Wednesday, January 09, 2008

Not Despising Small Things

The trip to Kansas seemed longer than usual. The flat landscape looks more monotonous in the winter without the prairie grass, wheat fields and sunflowers. I knew that it was important for me to visit this supporting church, four hundred miles from home, but it seemed like such a long trip to speak to a congregation of no more than fifty. Though they have been supporting our ministry for over thirty years, I wondered if my visit was really vital in the grand scheme of things. I’m not sure what the grand scheme is, but talking to a group of people in a city of 2,500 with one church for every 300 people is certainly different than living in Delhi, where there is one church for every half a million. To say I wasn’t “pumped” to speak at this church is an understatement. However, over the six-hour drive, my attitude changed. As I made my way on I-35 my mind went back to a period that seems, now, another lifetime.

Thirty-seven years ago I pastored a church on the border of Texas and Mexico of less than one hundred people. It was my first pastorate and I tried to lead that little flock as though it was the largest church in town. We had revival meetings, VBS, pastor conferences and mission conferences. It was a full-service congregation with a budget that could barely pay their pastor, but we tried to compete in the religious marketplace in spite of our handicap.

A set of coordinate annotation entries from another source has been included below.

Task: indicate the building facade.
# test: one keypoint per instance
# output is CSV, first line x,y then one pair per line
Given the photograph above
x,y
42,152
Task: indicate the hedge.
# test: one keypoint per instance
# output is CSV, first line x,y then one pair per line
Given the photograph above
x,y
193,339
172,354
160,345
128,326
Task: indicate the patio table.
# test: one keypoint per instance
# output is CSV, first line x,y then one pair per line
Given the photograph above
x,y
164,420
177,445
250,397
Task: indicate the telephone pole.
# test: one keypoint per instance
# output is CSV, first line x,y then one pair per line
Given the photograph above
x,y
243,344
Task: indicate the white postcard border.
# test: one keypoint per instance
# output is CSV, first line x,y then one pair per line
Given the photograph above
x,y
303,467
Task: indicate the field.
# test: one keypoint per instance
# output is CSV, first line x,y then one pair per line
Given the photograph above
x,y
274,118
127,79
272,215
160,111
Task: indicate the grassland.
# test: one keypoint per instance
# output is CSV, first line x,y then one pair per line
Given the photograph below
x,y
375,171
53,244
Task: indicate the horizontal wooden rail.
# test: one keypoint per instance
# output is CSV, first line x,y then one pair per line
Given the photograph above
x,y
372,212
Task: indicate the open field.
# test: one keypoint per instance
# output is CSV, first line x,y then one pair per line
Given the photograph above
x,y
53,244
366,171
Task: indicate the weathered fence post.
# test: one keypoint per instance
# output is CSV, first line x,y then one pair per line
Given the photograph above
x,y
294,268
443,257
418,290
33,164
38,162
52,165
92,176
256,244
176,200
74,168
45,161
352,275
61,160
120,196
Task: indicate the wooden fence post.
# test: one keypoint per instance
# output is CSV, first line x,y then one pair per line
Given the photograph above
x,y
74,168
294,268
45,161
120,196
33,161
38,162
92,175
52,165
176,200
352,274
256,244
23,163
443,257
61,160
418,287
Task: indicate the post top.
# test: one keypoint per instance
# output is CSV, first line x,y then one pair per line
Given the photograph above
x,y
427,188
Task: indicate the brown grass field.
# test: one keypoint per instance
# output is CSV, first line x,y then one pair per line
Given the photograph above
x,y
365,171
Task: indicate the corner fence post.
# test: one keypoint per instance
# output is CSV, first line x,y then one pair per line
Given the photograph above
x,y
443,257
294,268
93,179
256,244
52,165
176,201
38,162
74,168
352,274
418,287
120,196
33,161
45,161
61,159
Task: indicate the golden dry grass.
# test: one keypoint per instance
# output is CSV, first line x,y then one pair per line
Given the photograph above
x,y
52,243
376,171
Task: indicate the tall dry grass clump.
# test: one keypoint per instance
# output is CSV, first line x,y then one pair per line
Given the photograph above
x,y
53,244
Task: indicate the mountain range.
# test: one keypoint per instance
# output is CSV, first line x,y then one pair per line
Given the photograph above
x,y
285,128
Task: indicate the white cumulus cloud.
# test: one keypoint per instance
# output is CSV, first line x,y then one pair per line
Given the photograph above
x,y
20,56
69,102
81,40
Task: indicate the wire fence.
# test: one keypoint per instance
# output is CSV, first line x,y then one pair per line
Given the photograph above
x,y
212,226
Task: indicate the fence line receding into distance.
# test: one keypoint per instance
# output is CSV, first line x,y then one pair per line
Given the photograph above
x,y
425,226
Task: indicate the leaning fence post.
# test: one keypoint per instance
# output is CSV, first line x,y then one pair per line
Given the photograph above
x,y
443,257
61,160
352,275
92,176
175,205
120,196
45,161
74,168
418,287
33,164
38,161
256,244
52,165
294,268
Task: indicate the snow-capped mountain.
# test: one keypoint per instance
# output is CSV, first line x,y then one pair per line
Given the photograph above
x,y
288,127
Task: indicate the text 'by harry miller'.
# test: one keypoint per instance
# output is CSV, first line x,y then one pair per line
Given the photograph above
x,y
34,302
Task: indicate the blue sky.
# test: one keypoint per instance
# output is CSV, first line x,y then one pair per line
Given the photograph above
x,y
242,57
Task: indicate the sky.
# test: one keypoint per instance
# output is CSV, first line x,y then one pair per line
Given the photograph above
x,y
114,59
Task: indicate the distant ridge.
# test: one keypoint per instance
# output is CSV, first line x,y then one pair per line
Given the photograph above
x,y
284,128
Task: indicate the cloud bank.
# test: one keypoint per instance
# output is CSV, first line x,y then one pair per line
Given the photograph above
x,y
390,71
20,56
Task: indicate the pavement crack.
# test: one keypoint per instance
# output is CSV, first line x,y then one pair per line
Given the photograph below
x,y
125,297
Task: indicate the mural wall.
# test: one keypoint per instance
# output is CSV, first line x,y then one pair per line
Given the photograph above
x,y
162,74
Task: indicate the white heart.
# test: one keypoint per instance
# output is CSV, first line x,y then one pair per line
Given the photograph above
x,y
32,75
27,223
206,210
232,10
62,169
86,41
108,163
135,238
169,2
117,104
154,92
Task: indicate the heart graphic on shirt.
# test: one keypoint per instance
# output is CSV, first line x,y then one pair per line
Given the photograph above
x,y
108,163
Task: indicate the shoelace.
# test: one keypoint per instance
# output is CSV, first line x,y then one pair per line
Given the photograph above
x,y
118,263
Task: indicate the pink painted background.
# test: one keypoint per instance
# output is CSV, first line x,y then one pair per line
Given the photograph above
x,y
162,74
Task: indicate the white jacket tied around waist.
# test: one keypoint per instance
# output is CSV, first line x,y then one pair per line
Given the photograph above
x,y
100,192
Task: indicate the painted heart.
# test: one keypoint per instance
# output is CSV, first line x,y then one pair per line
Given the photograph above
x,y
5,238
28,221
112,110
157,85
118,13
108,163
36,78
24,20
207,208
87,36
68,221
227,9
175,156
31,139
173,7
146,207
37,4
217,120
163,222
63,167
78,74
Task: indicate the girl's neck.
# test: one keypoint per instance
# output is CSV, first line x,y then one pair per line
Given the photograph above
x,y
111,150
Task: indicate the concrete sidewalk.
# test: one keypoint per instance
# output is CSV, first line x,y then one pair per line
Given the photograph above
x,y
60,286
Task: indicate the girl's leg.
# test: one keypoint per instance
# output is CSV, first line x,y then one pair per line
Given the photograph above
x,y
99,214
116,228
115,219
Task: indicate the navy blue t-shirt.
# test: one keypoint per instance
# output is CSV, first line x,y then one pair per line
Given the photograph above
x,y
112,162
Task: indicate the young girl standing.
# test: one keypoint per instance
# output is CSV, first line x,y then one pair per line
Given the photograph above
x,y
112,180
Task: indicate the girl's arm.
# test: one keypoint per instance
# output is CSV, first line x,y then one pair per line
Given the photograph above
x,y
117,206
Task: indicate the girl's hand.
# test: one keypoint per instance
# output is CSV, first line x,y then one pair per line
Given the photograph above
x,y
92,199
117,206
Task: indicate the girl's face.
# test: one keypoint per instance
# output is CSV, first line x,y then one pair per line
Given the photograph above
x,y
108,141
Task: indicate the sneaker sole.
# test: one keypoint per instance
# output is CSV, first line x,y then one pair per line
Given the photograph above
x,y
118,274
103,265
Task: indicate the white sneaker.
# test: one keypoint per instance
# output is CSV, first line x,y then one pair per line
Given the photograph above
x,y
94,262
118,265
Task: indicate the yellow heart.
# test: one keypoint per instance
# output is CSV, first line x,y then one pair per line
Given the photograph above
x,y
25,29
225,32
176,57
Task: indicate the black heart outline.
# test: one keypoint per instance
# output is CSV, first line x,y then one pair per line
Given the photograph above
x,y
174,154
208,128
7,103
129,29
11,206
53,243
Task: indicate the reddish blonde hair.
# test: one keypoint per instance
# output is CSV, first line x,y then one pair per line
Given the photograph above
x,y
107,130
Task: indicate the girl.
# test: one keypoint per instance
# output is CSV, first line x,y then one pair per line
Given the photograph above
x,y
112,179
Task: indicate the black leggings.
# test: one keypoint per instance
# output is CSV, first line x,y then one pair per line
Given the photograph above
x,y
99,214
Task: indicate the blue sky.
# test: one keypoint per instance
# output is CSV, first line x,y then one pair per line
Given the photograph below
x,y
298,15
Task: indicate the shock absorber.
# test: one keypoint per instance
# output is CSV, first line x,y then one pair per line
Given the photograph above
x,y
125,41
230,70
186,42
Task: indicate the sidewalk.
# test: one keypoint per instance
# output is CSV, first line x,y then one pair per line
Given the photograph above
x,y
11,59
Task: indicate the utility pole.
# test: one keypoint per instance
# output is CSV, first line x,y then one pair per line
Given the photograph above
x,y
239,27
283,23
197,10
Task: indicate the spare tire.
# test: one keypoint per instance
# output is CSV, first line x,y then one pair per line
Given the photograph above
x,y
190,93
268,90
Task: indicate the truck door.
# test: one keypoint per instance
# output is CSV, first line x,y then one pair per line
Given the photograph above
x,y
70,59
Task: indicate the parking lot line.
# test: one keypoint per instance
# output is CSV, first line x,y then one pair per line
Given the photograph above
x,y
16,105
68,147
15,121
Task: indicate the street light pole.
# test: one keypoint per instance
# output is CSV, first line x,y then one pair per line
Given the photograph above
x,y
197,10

I don’t remember every missionary that visited who us in Del Rio, but I do remember that anyone who visited had to make a special effort to come to our church. Del Rio is 150 miles west of San Antonio with little between but mesquite brush. No one passed through our town; it was a planned and deliberate journey. Though we didn’t have much to offer, in ways of accommodation, big honorariums or profound monthly support, those who came were appreciated. In hindsight, I’m embarrassed that I didn’t have more of a clue how to take better care of those who made the effort to minister to our little church. Sleeping in a camping trailer parked at the rear of the church was better than staying with some of the members of the church, but it was still hardly adequate accommodations for a visiting speaker.

As I pulled into the parking lot of the little Kansas church I noticed my attitude had a radical transformation. World evangelism is not just for the large and powerful churches with slick programs and big budgets, but for even the little churches stuck on the backside of the state…like the one I pastored in a dusty Texas many years ago.